As we have already seen, one method for representing a 1-dimensional array is as a linked list. We can extend this representation to deal with 2-dimensional arrays by treating each 2-dimensional array as a 1-dimensional array of rows, where each row is in turn a 1-dimensional array. Each ``row'' array can be implemented as an ordered linked list (where the order is determined by the column of each element). If an element does not appear in the linked list, then it is assumed to have the default value.
Consider the 4-by-4 array illustrated in figure 3.1. This array consists of 12 zero elements, and 4 non-zero elements. Compared to most sparse arrays, this has a relatively high proportion of non-zero elements, but it will serve to illustrate the principles involved.
Figure 3.1: An ordinary C array.
An illustration of a sparse array that represents the same array as the array in figure 3.1 is shown in figure 3.2.
Figure 3.2: A simple sparse array.
The method of accessing elements in a sparse array implemented this way is very simple: find the row list for the row of the element, and search it for the elements in the correct column. If the element is not present, then we simply assume that the value of that element is zero.
Depending on how we access the elements of the array, it may be more appropriate to organize the array by row or by column. For example, if we represent our sparse array with an array of rows (where each row is a linked list), then determining whether or not a particular row is entirely empty is an O(1) operation- either the pointer in the row array is NULL, or it isn't. Determining whether or not a particular column is empty, however, requires checking each row for an element in that column, a potentially O(n) operation.
Of course, it is possible to represent the array using both methods: an array of row lists, and an array of column lists. An example of this is illustrated in figure 3.3, which once again represents the same array as in figure 3.2.
Figure 3.3:
A sparse array that uses both row and column lists.

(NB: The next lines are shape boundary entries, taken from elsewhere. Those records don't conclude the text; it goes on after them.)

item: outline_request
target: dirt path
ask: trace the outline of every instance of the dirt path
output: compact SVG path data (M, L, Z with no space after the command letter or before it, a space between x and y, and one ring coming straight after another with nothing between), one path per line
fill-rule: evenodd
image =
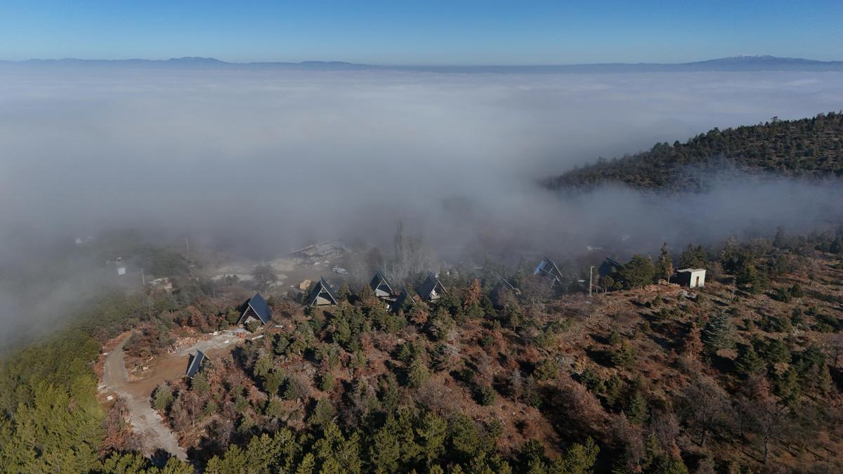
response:
M123 361L123 346L128 340L128 337L123 339L105 357L103 367L105 388L114 391L126 401L129 410L129 422L132 429L142 434L147 454L152 454L160 448L181 461L187 461L187 451L179 445L175 434L149 404L151 392L132 390L133 384L129 382L129 373Z

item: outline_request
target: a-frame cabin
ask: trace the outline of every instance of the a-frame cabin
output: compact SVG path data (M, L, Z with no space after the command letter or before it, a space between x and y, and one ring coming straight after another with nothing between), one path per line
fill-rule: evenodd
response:
M611 257L606 257L597 269L597 274L600 277L607 277L620 271L623 265Z
M535 271L533 272L533 274L543 275L545 277L553 278L553 281L550 282L551 287L556 283L562 284L562 272L559 271L559 267L556 267L556 263L546 256L539 262L539 265L535 267Z
M310 294L308 295L308 306L327 306L336 304L338 302L334 290L328 282L325 281L325 277L319 277L319 281L316 282L314 288L310 290Z
M422 297L422 299L425 301L436 301L442 297L443 294L447 294L448 290L445 289L444 285L439 281L439 278L433 273L427 276L427 279L422 283L422 286L416 290L416 293Z
M260 321L260 324L267 324L272 319L272 310L270 309L266 300L260 296L260 293L255 293L255 296L249 299L243 315L237 320L237 324L245 324L251 320Z
M392 312L398 313L404 306L412 306L414 304L416 304L416 300L413 299L412 295L410 294L407 288L404 288L398 295L398 298L395 299L395 302L392 304Z
M205 353L197 350L196 355L191 355L187 360L187 376L193 378L202 369L202 363L205 362Z
M395 296L395 292L392 290L392 285L387 281L386 276L384 275L383 272L379 271L374 274L372 282L369 283L369 286L372 287L372 291L374 292L374 295L378 298L393 298Z

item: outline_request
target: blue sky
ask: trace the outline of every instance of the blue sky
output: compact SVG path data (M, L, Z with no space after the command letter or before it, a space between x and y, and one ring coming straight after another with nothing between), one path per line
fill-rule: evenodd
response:
M843 59L840 0L0 0L0 58L376 64Z

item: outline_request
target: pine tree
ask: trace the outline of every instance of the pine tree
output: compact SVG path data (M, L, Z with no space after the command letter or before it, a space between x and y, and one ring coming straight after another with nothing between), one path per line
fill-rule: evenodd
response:
M674 262L668 250L668 243L662 245L662 250L658 254L658 260L656 261L656 278L670 281L670 277L674 274Z
M638 288L652 283L656 267L649 258L636 255L618 272L619 277L630 288Z
M416 389L428 380L430 380L430 370L427 369L427 364L421 356L415 356L407 371L407 385L411 388Z
M416 434L421 439L425 462L430 466L437 461L445 450L445 438L448 432L448 423L432 412L427 412L422 417Z
M710 354L734 347L734 326L728 315L718 312L711 315L702 331L702 342Z
M647 406L647 400L640 391L635 391L630 397L629 404L624 410L626 418L633 423L642 423L649 417L649 408Z

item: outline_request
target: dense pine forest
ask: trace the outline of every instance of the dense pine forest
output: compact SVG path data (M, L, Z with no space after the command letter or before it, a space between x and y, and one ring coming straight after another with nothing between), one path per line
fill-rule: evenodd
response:
M699 191L724 164L840 177L841 137L835 113L715 130L550 186ZM843 226L665 243L614 262L590 297L581 260L558 261L557 279L486 261L443 264L435 300L416 293L427 272L396 277L395 304L335 275L322 307L266 265L212 281L180 250L99 245L95 260L119 249L171 285L104 293L3 354L0 471L843 471ZM705 287L673 283L676 268L706 269ZM149 452L103 388L106 354L125 347L142 380L180 344L238 326L255 291L271 324L150 385L143 408L187 461Z
M130 361L145 361L175 337L230 327L251 288L111 294L7 354L0 469L840 471L841 247L843 229L665 245L590 299L492 266L452 268L438 301L396 311L368 285L323 308L271 292L277 325L148 400L190 463L139 454L125 404L98 396L94 362L127 330ZM708 268L706 287L666 283L674 267Z
M717 128L685 143L597 163L551 178L551 189L576 191L610 183L663 191L700 191L718 173L843 178L843 114Z

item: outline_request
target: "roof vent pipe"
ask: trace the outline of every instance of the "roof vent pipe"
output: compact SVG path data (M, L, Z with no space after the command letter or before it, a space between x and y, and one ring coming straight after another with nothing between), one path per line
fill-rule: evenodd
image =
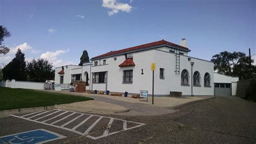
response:
M186 40L186 38L181 38L181 41L180 42L180 45L187 47L187 40Z

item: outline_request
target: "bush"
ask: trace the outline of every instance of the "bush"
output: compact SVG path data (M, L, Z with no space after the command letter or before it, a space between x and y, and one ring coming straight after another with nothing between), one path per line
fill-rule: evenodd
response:
M245 99L252 100L256 102L256 80L254 79L251 81L250 86L245 92Z

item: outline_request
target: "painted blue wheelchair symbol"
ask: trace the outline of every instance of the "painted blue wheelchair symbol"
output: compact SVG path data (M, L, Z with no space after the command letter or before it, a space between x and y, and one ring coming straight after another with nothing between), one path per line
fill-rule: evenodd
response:
M66 136L39 129L0 137L0 144L42 143L64 138Z

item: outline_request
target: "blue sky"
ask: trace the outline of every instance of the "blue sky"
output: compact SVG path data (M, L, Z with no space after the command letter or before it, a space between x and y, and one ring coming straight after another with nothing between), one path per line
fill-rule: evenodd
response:
M12 33L8 64L19 47L26 60L47 58L55 66L164 39L189 55L210 60L223 51L256 53L256 1L0 0L0 25ZM255 57L254 57L254 59ZM255 64L255 63L254 63Z

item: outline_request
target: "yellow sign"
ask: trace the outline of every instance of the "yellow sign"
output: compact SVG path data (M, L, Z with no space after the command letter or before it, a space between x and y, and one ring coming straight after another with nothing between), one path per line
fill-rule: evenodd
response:
M151 63L151 71L156 71L156 63Z

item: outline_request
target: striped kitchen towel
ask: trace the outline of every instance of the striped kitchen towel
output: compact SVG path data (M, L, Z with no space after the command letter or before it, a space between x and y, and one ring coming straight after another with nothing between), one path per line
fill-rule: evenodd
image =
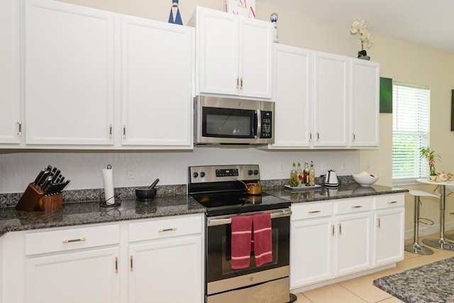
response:
M239 216L232 218L231 254L232 268L249 267L250 245L253 229L251 216Z
M272 261L272 233L270 214L253 216L254 255L255 265L261 266Z

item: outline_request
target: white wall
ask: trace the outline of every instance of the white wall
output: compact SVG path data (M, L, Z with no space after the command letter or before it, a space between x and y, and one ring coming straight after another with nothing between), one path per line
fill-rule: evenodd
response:
M272 180L289 178L293 162L314 161L317 176L324 173L322 164L345 175L358 172L358 158L357 150L277 152L217 147L169 153L11 153L0 155L0 193L23 192L48 165L57 166L71 180L68 189L81 189L102 188L101 170L109 164L114 170L114 186L123 187L149 184L156 178L159 185L187 184L188 167L194 165L258 164L261 179ZM135 179L126 178L128 167L135 167Z

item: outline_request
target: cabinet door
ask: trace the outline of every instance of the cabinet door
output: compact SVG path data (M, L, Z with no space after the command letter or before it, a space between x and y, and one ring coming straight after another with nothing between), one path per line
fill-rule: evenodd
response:
M27 302L119 302L119 252L112 248L29 258Z
M271 98L272 25L239 17L238 94L258 98Z
M376 211L374 223L374 265L404 260L404 207Z
M276 126L272 147L299 148L311 144L311 54L310 50L275 45Z
M298 220L290 225L290 287L333 277L333 220Z
M19 143L19 1L0 2L0 143Z
M111 145L114 15L26 3L27 144Z
M371 216L370 212L361 212L336 217L336 276L370 268Z
M123 17L123 144L192 147L193 28Z
M378 146L380 66L359 59L351 62L350 145Z
M199 90L238 95L238 17L212 9L196 9Z
M316 52L314 55L315 146L347 146L348 58Z
M129 251L130 303L203 301L201 236L132 245Z

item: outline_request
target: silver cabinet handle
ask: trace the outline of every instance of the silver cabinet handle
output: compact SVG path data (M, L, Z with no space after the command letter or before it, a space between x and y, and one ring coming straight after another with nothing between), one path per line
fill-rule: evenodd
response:
M63 240L62 241L62 243L71 243L71 242L80 242L80 241L87 241L87 238L84 237L84 238L81 238L79 239L72 239L72 240Z
M160 233L163 233L165 231L176 231L177 228L176 227L172 227L171 228L159 228L159 230L157 231Z

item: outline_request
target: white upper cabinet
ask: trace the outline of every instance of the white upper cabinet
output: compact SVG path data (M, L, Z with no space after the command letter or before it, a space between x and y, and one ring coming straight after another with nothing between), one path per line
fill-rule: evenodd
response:
M311 52L275 44L275 143L272 148L309 147L312 144Z
M351 146L378 146L380 65L351 60L350 130Z
M19 1L0 1L0 144L19 143Z
M314 146L348 144L348 57L314 53Z
M271 98L271 23L201 7L195 18L196 92Z
M26 143L112 145L112 13L31 0L25 35Z
M125 145L192 148L194 28L121 18Z

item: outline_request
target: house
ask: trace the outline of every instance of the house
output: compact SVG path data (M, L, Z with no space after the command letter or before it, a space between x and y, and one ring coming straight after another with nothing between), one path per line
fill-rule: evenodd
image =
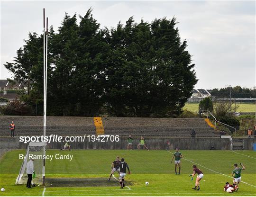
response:
M0 90L6 90L6 84L8 83L7 80L0 80Z
M193 89L192 91L192 98L205 98L210 97L210 93L204 89Z
M197 90L200 92L201 97L202 98L206 98L206 97L209 97L211 96L210 92L206 90L198 89Z
M10 90L26 89L25 82L18 83L14 80L9 81L8 80L0 80L0 90Z

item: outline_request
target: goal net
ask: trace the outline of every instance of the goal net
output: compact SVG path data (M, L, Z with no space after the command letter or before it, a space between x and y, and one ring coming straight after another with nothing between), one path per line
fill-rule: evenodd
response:
M30 159L34 159L34 169L36 176L33 176L33 183L43 185L45 176L44 157L45 155L46 143L45 142L30 142L27 148L26 157L22 162L19 173L16 179L16 184L25 184L27 180L26 172L27 163Z

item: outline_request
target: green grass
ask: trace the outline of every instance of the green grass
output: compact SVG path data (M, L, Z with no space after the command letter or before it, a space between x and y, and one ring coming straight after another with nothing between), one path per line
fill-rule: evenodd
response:
M193 112L198 112L198 103L186 103L183 107ZM255 112L255 104L237 104L238 112Z
M47 155L59 153L73 155L72 161L46 161L46 177L107 178L110 165L116 156L124 157L129 165L131 174L126 179L131 181L131 189L120 189L116 187L46 187L45 196L256 196L256 152L237 151L238 154L225 151L181 151L182 161L180 175L174 174L174 164L170 161L172 154L165 151L79 150L47 151ZM172 151L172 152L173 151ZM6 189L6 196L42 196L43 186L29 189L24 185L16 186L15 182L22 161L18 154L25 150L7 152L0 161L0 187ZM223 191L227 181L232 182L230 176L233 164L243 162L246 167L242 172L242 181L238 192L232 194ZM194 180L188 176L192 166L198 164L204 176L201 181L201 189L194 191ZM213 170L213 171L212 171ZM222 173L221 174L219 173ZM118 174L115 174L116 177ZM149 185L145 185L146 181ZM0 193L2 195L3 193Z

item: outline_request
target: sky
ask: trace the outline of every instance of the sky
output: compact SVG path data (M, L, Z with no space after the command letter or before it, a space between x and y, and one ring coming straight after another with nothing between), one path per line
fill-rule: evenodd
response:
M138 23L175 17L195 64L196 89L256 86L254 0L0 0L0 79L12 77L3 64L12 62L28 33L42 33L43 8L56 30L65 12L83 16L91 7L101 28L116 27L132 16Z

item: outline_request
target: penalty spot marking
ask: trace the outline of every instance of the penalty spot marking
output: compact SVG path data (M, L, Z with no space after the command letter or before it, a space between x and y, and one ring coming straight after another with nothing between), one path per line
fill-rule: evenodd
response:
M173 152L170 152L170 151L168 151L169 152L170 152L170 153L173 153ZM186 160L186 161L188 161L191 162L193 163L194 163L194 164L196 164L196 165L198 165L199 166L201 166L201 167L202 167L203 168L205 168L206 169L209 170L210 170L210 171L213 171L213 172L215 172L215 173L218 173L218 174L221 174L221 175L223 175L223 176L225 176L228 177L229 177L229 178L234 179L233 177L231 177L231 176L229 176L229 175L227 175L224 174L222 174L222 173L219 172L217 172L217 171L214 171L214 170L213 170L210 169L210 168L207 168L207 167L204 167L204 166L202 166L201 165L200 165L200 164L199 164L199 163L195 163L194 162L193 162L193 161L191 161L191 160L187 160L187 159L185 159L185 158L184 158L184 157L182 157L182 158L183 158L183 160ZM254 186L254 185L251 185L251 184L249 184L249 183L247 183L246 182L244 182L244 181L240 181L240 182L242 182L242 183L245 183L246 184L248 185L251 186L252 186L252 187L255 187L255 188L256 188L256 186Z
M248 155L247 155L246 154L242 154L242 153L239 153L239 152L236 152L235 151L231 151L232 152L235 152L235 153L237 153L237 154L241 154L242 155L244 155L244 156L246 156L247 157L250 157L251 158L253 158L253 159L256 159L255 157L251 157L250 156L248 156Z
M113 177L113 178L114 179L115 179L116 180L117 180L118 182L119 182L119 181L118 180L118 179L117 179L116 177L115 177L115 176L114 175L112 175L112 176ZM128 187L128 186L125 186L125 187L126 187L127 188L128 188L128 189L129 189L129 190L131 190L131 189L129 187Z

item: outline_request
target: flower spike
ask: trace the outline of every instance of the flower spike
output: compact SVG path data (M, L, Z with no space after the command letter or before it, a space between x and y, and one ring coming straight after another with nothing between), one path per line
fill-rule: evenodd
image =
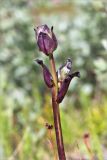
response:
M53 26L50 29L47 25L41 25L36 29L34 28L34 31L39 50L45 53L47 56L52 54L58 45L56 36L53 32Z

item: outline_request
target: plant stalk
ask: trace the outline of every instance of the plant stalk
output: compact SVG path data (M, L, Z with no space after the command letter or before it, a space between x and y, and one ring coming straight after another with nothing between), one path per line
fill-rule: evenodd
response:
M56 102L56 97L57 97L57 92L58 92L58 81L57 81L55 61L54 61L53 54L50 54L49 59L50 59L50 65L51 65L51 73L52 73L52 77L53 77L54 84L55 84L52 87L52 107L53 107L54 126L55 126L58 156L59 156L59 160L66 160L64 144L63 144L59 104Z

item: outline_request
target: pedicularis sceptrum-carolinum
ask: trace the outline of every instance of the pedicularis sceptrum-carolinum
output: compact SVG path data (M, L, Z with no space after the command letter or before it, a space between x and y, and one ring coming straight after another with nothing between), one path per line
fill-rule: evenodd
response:
M59 103L61 103L68 91L71 80L74 77L80 77L80 73L72 72L72 60L67 58L56 71L55 59L53 53L58 46L57 38L51 29L45 24L34 28L38 48L43 52L50 61L51 71L44 64L43 60L36 59L35 61L42 67L45 84L51 90L52 108L54 118L54 128L56 134L57 150L59 160L66 160L63 135L60 120Z

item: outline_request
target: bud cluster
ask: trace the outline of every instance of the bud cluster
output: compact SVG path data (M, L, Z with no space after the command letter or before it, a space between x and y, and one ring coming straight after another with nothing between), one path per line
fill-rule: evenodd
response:
M39 50L42 51L46 56L51 56L58 45L56 36L53 32L53 27L50 29L47 25L42 25L38 26L36 29L34 29L34 31ZM52 88L55 84L48 67L42 60L36 59L35 61L42 67L43 77L46 85L48 88ZM80 77L80 73L72 73L72 60L68 58L66 62L59 67L56 74L58 83L56 101L57 103L61 103L68 91L71 80L74 77Z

Deciding which representation to use is an important issue. Having both row and column lists makes it easy to traverse the array in both row and column order (and as we'll see in chapter 4, this can be quite useful), but it makes other operations more difficult. For example, if row lists are stored, then exchanging two rows of an array is trivial (simply exchanging the pointers to the first element in each row list is sufficient). Storing both row and column lists makes swapping rows more difficult, however, since exchanging two rows may defeat the ordering of the columns.
As always, knowing how the array will be used is essential to picking the optimal representation.
If most of the rows of the sparse array do not contain any elements, then the array of pointers to row lists is itself a sparse array, and can also be implemented as a linked list. An illustration of this is shown in figure 3.4, which represents the same arrays as figure 3.2, but using a linked list to represent the row array.
Figure 3.4: A sparse array where the array of
rows is replaced by a linked list.
From an implementation perspective, adding this is slightly more clumsy than it might appear, because the linked list that represents the row array is a linked list of linked lists, while the linked list that represents each row itself is a linked list of whatever type of element the array actually represents. This means that (at least in a language like C), the linked list routines we use for the rows can't be used for the row array, because of this type mismatch.
If the number of rows that actually contain any elements is small, then this approach can offer large space savings- but if many of the rows are occupied, then as much space can be consumed by this representation as the array. In addition, the access time is considerably slower, because we've replaced an O(1) array lookup with a (potentially) O(n) linked list traversal.